In a confidential analysis, experts in the UN nuclear watchdog say that Iran has acquired “sufficient information” on how to “design and produce a workable” nuclear bomb, apparently from sources including disgraced Pakistani scientist A Q Khan.

The International Atomic Energy Agency report says that Iran “most likely” obtained the needed information from “external sources” and then adapted the information to its own needs, reports The New York Times.

The Times says that many intelligence agencies assumed in the report that Iran obtained a bomb design from A Q Khan, the “rogue Pakistani black marketer who sold it machines to enrich uranium“.

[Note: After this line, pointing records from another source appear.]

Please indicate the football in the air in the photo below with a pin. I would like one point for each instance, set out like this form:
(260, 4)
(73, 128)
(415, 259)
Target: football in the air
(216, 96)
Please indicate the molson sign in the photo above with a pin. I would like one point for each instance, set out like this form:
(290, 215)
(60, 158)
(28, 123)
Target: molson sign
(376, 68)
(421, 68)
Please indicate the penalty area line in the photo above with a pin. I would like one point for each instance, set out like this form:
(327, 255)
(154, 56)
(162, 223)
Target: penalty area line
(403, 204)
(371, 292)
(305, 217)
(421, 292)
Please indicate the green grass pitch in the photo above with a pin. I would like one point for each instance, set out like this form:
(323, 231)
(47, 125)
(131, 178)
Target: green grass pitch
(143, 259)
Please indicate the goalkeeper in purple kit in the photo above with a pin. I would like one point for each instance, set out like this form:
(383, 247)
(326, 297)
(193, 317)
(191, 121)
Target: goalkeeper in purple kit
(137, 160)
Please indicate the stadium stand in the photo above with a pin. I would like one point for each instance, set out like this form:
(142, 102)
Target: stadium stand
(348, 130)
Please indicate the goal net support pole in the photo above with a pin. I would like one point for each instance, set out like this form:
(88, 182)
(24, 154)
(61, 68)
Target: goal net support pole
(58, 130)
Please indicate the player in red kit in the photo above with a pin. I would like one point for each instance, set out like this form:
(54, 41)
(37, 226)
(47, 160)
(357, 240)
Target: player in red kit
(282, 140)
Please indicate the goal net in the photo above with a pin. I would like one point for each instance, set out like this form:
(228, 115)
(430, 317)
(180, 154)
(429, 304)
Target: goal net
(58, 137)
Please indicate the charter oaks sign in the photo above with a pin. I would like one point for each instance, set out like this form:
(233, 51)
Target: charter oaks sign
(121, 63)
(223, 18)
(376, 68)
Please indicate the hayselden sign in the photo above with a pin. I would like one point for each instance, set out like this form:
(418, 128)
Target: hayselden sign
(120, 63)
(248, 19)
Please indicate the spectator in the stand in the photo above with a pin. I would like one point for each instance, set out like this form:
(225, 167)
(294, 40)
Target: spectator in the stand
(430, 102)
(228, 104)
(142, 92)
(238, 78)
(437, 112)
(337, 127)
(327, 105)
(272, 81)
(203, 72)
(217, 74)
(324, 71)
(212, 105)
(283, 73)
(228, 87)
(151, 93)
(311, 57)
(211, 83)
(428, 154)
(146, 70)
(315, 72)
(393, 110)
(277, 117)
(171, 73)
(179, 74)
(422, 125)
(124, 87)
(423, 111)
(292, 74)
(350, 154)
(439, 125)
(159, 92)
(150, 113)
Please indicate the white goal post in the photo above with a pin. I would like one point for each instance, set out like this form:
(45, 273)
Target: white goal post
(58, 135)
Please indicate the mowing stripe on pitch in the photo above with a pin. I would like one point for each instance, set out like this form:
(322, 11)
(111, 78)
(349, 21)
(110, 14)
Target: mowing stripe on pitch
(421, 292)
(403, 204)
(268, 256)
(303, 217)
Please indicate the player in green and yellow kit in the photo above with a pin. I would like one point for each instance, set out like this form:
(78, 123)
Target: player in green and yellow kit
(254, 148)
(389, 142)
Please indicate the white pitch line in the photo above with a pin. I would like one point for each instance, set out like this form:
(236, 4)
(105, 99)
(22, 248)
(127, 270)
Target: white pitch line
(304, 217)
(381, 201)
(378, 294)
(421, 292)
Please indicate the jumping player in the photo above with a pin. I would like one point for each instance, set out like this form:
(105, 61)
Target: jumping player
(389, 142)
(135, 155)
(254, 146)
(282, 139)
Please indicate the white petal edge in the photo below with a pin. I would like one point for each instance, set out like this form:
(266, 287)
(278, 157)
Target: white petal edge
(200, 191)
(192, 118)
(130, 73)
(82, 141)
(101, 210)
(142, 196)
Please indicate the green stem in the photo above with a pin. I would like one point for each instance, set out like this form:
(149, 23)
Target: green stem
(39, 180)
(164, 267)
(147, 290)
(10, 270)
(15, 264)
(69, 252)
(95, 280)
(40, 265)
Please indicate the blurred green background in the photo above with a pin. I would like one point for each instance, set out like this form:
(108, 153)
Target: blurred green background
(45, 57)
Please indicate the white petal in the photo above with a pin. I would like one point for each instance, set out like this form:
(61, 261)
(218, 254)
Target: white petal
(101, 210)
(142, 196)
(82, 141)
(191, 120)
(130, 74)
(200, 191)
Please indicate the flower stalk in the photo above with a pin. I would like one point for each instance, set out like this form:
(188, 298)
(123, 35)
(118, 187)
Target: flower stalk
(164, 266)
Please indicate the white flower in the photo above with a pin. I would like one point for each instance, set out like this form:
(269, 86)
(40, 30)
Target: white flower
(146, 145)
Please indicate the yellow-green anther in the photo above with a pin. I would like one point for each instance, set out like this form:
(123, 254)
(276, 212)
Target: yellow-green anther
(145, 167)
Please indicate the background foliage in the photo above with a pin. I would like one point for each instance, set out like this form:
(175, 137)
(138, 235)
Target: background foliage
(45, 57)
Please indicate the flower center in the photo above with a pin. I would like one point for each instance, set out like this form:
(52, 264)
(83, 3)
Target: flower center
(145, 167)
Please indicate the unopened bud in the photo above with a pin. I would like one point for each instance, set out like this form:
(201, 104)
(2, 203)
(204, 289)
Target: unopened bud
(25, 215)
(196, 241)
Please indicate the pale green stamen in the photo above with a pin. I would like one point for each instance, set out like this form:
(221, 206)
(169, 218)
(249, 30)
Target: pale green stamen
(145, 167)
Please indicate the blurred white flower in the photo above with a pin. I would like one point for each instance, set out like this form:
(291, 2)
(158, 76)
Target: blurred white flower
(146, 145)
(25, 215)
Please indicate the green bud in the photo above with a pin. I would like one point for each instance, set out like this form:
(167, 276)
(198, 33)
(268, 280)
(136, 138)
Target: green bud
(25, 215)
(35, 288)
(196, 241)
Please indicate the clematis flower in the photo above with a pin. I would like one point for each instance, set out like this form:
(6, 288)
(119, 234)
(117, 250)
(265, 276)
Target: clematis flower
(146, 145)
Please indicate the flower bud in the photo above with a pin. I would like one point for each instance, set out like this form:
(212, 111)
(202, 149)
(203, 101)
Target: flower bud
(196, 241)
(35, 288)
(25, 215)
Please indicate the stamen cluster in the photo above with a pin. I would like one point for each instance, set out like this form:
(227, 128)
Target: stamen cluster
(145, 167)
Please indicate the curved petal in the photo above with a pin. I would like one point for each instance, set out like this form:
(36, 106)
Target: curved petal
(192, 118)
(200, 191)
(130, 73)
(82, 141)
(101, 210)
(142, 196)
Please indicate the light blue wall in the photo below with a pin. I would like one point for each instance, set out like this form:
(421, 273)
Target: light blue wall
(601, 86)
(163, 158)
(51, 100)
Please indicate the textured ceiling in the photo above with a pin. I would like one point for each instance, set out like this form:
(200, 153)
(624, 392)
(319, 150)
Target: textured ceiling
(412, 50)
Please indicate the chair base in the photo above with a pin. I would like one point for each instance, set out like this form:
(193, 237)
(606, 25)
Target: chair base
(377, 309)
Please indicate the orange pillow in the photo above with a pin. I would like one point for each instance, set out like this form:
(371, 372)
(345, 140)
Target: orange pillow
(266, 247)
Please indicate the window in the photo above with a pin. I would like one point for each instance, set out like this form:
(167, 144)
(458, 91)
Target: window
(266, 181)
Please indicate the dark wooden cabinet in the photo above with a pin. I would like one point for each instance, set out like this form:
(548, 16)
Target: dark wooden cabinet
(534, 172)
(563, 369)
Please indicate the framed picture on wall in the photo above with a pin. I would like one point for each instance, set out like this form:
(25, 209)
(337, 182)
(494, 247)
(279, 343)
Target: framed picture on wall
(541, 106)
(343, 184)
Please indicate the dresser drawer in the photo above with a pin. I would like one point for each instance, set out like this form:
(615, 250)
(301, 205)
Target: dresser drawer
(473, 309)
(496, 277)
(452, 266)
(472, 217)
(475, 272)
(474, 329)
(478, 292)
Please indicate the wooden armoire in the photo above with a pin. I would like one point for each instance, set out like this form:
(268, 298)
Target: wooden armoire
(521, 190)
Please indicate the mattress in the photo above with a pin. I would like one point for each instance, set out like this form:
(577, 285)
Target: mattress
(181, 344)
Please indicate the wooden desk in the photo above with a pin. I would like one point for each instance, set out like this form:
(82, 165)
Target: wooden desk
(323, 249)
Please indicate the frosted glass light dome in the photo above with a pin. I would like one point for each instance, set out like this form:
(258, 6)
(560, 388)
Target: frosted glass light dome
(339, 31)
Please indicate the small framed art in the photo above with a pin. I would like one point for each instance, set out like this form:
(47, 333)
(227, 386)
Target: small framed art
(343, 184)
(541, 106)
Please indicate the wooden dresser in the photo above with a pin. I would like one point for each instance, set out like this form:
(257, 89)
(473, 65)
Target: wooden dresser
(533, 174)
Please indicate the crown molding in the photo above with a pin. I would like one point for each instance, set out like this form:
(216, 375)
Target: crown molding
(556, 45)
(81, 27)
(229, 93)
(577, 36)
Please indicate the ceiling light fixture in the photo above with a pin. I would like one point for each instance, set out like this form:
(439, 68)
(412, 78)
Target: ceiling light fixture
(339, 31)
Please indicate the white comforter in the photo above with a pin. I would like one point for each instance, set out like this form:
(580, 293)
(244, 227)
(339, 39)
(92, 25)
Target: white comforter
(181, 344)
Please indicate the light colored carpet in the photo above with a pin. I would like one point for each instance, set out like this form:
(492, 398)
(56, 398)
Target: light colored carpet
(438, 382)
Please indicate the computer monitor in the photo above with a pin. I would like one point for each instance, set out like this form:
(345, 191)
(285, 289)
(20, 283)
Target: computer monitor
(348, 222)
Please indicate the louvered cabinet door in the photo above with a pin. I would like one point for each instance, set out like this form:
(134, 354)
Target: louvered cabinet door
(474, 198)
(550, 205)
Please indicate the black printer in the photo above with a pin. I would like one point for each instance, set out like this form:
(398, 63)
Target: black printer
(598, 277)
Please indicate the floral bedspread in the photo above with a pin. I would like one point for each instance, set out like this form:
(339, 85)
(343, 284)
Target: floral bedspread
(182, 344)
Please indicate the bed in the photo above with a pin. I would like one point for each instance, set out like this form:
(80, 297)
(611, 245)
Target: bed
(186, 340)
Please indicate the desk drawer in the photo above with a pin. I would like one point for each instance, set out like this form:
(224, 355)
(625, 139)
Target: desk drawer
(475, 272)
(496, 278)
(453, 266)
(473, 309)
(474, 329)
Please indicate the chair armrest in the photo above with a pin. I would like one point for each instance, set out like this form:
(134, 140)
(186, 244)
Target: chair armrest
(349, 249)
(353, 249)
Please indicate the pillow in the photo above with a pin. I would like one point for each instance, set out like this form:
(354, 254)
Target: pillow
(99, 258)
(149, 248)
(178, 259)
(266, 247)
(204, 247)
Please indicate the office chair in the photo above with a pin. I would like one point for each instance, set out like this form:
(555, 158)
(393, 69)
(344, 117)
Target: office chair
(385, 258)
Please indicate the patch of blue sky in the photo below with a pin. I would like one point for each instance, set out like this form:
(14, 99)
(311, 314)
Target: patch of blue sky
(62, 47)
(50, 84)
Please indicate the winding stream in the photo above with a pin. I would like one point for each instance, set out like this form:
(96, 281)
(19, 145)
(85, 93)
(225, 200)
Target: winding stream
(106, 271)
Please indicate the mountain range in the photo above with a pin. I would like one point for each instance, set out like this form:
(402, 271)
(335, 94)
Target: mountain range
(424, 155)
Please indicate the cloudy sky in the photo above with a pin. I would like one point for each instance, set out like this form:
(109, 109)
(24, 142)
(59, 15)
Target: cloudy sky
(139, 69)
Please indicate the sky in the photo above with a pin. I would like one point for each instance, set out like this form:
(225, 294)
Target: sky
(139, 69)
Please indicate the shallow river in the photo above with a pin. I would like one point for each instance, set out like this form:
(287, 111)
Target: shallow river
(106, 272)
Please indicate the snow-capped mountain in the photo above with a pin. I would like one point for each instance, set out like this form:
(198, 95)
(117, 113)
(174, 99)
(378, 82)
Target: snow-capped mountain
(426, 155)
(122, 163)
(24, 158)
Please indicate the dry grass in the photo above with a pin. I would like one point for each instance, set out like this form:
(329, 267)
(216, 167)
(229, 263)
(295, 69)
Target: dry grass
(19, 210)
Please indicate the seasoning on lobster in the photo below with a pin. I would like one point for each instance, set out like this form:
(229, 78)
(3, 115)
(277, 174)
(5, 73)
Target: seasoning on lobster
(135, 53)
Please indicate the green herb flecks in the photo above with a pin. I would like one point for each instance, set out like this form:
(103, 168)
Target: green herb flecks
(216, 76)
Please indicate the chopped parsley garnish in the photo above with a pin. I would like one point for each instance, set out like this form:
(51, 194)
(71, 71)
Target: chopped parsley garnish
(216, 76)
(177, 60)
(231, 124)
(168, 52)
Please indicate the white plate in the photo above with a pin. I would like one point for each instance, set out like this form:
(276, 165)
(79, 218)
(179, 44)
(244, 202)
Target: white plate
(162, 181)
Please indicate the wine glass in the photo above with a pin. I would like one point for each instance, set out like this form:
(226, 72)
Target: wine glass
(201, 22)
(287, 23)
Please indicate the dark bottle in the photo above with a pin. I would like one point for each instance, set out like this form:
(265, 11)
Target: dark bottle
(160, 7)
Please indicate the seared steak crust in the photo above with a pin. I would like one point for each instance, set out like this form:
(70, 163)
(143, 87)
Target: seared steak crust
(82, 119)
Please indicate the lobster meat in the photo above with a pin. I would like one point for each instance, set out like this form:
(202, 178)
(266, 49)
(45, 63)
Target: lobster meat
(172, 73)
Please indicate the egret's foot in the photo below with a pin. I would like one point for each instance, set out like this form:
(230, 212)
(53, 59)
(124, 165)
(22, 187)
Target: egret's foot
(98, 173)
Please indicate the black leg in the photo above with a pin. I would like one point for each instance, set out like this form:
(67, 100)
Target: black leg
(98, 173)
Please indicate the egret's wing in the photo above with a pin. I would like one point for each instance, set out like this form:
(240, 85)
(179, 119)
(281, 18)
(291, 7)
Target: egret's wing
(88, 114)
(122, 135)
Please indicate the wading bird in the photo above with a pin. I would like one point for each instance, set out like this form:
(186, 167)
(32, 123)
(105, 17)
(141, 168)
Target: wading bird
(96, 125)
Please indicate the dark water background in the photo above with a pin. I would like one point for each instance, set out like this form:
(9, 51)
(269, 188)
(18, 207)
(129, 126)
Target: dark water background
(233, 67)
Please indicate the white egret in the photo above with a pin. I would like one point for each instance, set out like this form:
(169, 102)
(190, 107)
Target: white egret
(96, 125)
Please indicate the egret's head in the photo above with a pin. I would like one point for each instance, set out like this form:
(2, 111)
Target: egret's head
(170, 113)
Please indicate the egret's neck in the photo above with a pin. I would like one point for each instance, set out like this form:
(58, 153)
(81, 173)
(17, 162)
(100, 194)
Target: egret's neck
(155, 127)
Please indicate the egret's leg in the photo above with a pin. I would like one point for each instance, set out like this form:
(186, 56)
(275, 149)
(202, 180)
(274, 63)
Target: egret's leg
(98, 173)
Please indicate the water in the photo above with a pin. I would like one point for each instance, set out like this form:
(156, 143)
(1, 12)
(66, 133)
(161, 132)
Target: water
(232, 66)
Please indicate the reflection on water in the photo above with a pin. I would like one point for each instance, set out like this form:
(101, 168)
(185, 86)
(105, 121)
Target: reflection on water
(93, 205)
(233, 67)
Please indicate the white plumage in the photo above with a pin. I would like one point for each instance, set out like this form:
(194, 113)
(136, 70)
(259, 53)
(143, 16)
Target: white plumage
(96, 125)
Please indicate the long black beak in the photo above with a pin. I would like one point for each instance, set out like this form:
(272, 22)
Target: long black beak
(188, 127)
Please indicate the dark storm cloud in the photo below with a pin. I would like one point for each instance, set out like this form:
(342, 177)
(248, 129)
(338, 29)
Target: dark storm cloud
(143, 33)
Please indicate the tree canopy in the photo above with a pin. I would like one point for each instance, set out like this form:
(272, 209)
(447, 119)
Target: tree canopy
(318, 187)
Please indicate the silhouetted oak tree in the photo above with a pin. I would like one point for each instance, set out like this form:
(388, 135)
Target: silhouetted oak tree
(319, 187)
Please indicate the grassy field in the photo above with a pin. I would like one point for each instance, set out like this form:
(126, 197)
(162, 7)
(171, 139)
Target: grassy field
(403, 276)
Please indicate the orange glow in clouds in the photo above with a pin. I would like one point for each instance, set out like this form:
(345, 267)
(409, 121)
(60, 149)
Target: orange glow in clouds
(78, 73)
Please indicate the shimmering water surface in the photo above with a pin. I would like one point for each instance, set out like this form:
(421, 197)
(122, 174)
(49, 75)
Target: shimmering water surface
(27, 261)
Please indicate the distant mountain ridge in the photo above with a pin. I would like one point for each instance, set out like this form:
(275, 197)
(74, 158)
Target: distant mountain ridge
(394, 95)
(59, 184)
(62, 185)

That information may have been supplemented by a Russian nuclear weapons scientist who visited Iran often, the report quoted investigators as saying.

The IAEA report titled ‘Possible Military Dimensions of Iran’s Nuclear Programme’ stresses that its conclusions are tentative and subject to further confirmation of the evidence, which it says came from intelligence agencies and its own investigations.

But its conclusions go well beyond the public positions taken by several governments, including the US, reports The New York Times.

Only two years ago, the newspaper said, the American intelligence agencies announced that Tehran halted its efforts to design a nuclear weapon in 2003. But in recent months, the UK has joined France, Germany and Israel in saying that the work has been resumed.

The US is now re-evaluating its 2007 conclusions, the Times quoted a senior American official as saying.

The report says that Iran has done extensive research and testing on how to fashion the components of a weapon. It, however, does not say how far that work has progressed.

The IAEA report was produced in consultation with a range of nuclear weapons experts inside and outside the agency, The Times said.

The Iran’s nuclear programme apparently began in early 2002.